On the visual side of things, the anime looks great. From the shots of the dirty slums and vibrant golf courses to the surreal animation of Eve's Prince of Tennis-style special moves, everything is clear and detailed. (And did anyone else notice that Eve and Aoi look a lot like the transformation scene versions of Panty and Stocking? No? Just me? Okay.) Then we have the music. From surprise Eurobeat to a heartfelt ballad, it was fantastic throughout. It's a score I'd expect in an idol anime, not a sports one.
All in all, it's safe to say that Birdie Wing caught me completely off guard. It is easily the best sport anime we've seen so far this season and with its Megalobox meets Carole & Tuesday vibes, I am 100% here for it.
Let me say up top that you're best off going into this show with as little foreknowledge as possible. If you're at all curious about this series, or were planning to check it out if the reviews were good, or just have 30 minutes to kill, do yourself a favor: go in blind and let this premiere wash over you. That's what I did, and I'm confident saying that's the best way to experience whatever the hell Birdie Wing is doing.
Really, going into this with just a short preview and a key image, I was fully expecting a standard sports anime. Sure there was the novelty of it being a rather rare girls' sports show, but I've been here before. I knew what I was getting into. Then 90 seconds in our heroine peeled off a Lupin-style rubber mask to reveal she was a secret underground golfer who makes her living betting on games against pros and occasionally impersonating other golfers to help them place in tournaments. Then I learned she does all this to support her found family of undocumented immigrants who run a dive bar and take care of three orphaned children. THEN she went off to play a midnight, high-stakes golf match against a woman in a clown mask on a golf course built on top of active train tracks. And right about there I realized I had no clue where this show was going, but I needed to find out.
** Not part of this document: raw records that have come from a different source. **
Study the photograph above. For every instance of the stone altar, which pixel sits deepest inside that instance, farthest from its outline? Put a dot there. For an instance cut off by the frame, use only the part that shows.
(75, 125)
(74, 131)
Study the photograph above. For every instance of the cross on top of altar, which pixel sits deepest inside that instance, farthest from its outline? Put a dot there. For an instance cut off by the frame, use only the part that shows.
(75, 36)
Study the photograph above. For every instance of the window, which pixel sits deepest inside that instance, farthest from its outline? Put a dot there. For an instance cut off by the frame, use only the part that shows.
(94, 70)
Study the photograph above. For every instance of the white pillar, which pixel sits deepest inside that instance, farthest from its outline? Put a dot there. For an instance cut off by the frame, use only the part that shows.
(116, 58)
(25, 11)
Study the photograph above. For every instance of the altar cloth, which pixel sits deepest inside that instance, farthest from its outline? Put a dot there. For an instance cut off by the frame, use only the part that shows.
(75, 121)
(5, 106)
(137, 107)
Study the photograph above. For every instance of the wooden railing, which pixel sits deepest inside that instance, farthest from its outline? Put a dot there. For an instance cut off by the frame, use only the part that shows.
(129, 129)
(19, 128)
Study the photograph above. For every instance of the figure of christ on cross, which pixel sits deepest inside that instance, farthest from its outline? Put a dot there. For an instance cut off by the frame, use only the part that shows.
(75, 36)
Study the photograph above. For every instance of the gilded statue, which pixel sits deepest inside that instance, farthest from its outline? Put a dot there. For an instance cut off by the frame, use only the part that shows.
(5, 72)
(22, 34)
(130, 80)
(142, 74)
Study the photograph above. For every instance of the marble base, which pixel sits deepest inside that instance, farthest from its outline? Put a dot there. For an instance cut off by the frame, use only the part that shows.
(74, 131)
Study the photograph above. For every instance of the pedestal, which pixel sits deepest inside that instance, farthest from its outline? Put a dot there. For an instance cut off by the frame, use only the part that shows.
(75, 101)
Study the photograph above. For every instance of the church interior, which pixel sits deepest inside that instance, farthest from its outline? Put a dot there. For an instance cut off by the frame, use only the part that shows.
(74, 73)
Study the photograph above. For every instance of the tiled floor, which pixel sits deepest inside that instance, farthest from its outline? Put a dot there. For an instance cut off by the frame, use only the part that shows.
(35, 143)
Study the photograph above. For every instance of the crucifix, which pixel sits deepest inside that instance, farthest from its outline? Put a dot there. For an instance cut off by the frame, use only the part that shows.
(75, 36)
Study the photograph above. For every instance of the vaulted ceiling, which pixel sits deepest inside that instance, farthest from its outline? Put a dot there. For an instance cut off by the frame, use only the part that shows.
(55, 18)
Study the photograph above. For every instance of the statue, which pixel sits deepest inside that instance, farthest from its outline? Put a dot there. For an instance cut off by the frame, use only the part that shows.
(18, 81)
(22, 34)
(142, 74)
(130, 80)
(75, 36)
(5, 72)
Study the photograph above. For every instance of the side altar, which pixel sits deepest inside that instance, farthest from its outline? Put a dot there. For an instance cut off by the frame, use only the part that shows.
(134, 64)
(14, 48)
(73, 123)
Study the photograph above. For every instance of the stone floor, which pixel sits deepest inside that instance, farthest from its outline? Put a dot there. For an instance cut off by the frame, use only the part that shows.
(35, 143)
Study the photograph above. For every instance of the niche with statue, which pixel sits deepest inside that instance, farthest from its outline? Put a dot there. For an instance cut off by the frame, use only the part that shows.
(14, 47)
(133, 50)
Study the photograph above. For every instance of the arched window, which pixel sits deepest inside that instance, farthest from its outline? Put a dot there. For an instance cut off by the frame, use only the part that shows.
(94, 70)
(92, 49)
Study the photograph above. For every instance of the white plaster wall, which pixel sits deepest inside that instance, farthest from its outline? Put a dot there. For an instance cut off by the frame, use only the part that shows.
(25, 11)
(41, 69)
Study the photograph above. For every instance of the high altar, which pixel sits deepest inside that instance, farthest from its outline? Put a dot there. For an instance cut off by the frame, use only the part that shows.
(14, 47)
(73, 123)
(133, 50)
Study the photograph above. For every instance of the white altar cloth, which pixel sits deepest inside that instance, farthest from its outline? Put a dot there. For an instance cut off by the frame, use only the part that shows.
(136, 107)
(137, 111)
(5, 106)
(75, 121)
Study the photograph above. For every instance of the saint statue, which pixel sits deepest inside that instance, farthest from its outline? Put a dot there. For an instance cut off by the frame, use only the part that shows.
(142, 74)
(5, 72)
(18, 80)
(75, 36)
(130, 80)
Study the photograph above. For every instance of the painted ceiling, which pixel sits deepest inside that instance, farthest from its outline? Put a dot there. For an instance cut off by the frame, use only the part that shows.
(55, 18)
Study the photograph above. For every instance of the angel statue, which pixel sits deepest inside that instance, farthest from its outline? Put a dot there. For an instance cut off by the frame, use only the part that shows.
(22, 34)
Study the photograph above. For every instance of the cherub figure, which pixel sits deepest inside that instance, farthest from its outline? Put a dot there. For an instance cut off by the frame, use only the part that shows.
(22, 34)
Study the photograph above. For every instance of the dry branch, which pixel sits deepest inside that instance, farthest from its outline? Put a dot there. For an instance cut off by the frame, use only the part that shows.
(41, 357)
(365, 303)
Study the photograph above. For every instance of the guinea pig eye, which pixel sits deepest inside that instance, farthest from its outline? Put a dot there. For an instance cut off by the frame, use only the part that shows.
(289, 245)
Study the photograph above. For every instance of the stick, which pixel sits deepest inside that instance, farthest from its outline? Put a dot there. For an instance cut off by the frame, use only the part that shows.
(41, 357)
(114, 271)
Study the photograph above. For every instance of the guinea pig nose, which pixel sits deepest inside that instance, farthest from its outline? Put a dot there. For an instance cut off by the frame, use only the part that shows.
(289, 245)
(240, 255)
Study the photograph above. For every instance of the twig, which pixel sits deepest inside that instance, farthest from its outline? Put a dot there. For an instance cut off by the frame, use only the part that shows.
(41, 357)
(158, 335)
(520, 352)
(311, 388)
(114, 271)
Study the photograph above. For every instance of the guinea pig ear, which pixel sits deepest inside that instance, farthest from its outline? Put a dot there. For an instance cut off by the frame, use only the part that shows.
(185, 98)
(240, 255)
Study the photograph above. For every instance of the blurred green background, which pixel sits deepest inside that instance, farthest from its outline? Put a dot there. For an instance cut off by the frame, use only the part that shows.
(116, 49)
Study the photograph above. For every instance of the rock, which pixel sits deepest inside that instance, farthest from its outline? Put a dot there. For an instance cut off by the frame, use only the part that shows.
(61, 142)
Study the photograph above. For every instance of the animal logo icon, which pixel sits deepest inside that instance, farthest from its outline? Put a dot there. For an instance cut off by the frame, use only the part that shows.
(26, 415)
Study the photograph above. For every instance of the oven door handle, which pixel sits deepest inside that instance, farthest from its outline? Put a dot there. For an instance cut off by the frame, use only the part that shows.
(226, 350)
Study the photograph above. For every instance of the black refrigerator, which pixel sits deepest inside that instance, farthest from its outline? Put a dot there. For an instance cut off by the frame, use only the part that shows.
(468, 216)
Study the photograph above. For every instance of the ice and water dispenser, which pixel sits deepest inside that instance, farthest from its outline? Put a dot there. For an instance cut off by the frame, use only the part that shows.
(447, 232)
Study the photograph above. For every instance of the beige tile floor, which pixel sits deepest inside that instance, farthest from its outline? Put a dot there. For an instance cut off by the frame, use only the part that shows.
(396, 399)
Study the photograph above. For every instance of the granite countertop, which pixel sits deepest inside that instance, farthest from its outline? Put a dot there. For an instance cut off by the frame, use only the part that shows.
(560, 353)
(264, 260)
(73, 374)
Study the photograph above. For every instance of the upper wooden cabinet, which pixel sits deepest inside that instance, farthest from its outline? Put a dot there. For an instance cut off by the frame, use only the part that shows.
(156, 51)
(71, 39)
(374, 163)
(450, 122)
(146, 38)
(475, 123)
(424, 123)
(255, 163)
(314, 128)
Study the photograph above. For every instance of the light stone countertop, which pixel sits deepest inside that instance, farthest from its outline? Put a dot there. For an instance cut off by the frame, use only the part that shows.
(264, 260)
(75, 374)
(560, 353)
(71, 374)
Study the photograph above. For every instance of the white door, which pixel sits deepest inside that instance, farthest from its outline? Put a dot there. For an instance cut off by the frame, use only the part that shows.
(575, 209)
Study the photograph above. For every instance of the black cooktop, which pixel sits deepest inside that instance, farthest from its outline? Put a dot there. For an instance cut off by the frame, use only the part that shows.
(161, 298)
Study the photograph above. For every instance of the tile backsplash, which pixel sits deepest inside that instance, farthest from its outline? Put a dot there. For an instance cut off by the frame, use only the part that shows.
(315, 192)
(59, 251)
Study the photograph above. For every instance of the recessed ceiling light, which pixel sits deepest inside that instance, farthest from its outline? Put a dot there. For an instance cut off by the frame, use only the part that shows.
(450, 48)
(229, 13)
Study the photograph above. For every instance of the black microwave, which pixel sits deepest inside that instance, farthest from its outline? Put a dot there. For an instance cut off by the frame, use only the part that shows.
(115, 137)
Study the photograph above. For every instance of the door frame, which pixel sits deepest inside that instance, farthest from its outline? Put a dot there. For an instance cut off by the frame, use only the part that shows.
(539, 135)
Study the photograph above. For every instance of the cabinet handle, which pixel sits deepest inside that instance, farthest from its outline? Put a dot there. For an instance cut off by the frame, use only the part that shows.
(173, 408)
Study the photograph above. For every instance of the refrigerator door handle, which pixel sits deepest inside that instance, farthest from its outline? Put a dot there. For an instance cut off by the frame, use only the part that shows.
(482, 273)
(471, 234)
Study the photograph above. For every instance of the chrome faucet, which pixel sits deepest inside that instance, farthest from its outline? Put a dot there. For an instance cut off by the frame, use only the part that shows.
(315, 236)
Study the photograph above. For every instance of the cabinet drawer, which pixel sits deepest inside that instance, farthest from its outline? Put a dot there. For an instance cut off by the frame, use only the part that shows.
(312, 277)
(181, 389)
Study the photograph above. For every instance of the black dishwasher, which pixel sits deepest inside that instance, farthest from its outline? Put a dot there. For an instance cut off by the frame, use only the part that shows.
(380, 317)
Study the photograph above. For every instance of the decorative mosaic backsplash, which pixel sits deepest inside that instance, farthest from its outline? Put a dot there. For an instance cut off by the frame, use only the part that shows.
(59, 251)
It's the kind a pure-hearted anime bullshit that gets talked about a lot, but only occasionally pops up for real, and I ate it right up. Every couple of minutes this premiere found some new idea or element to blindside me with, and it pulled me through the entire episode in record time. A moody music video interlude of Eve looking solemnly over the slums of her home town? Osamu Dezaki-esque postcard memories to punctuate our heroine's cool lines about golf? Her rival striking an Obari Pose before showing off her absurdly long driver that powers he own cartoony style of golf? All of that and far more, to the point where it legitimately started to feel like this wasn't a real show, but an elaborate prank laser targeted at me and my online friend circle.
The only real hangup is that I don't know how long this show can keep that kind of energy up. It's already showing some strains in its production, and while the golf sections are conceptually creative, they struggle to deliver that energy in motion. Sk8 the Infinity, this show's closest cousin, managed its bawdy mix of skateboarding and pro-wrestling with fantastic visuals and pulse-pounding races, and I don't think this series has that in its cards. This could all very well fall apart in a few episodes once it runs out of ideas or the drawings start melting, and that would be a huge bummer.
But those are problems for Future Nick to worry about. In the here and now, this was an absolute blast to watch from start to finish. God knows I never expected to say that about a golf anime. If you were coming here looking for a serious and down-to-earth girls' sports show, I'm sorry. There's nothing for you here. But if you're at all intrigued by this nonsense I've been rambling out, give it a shot.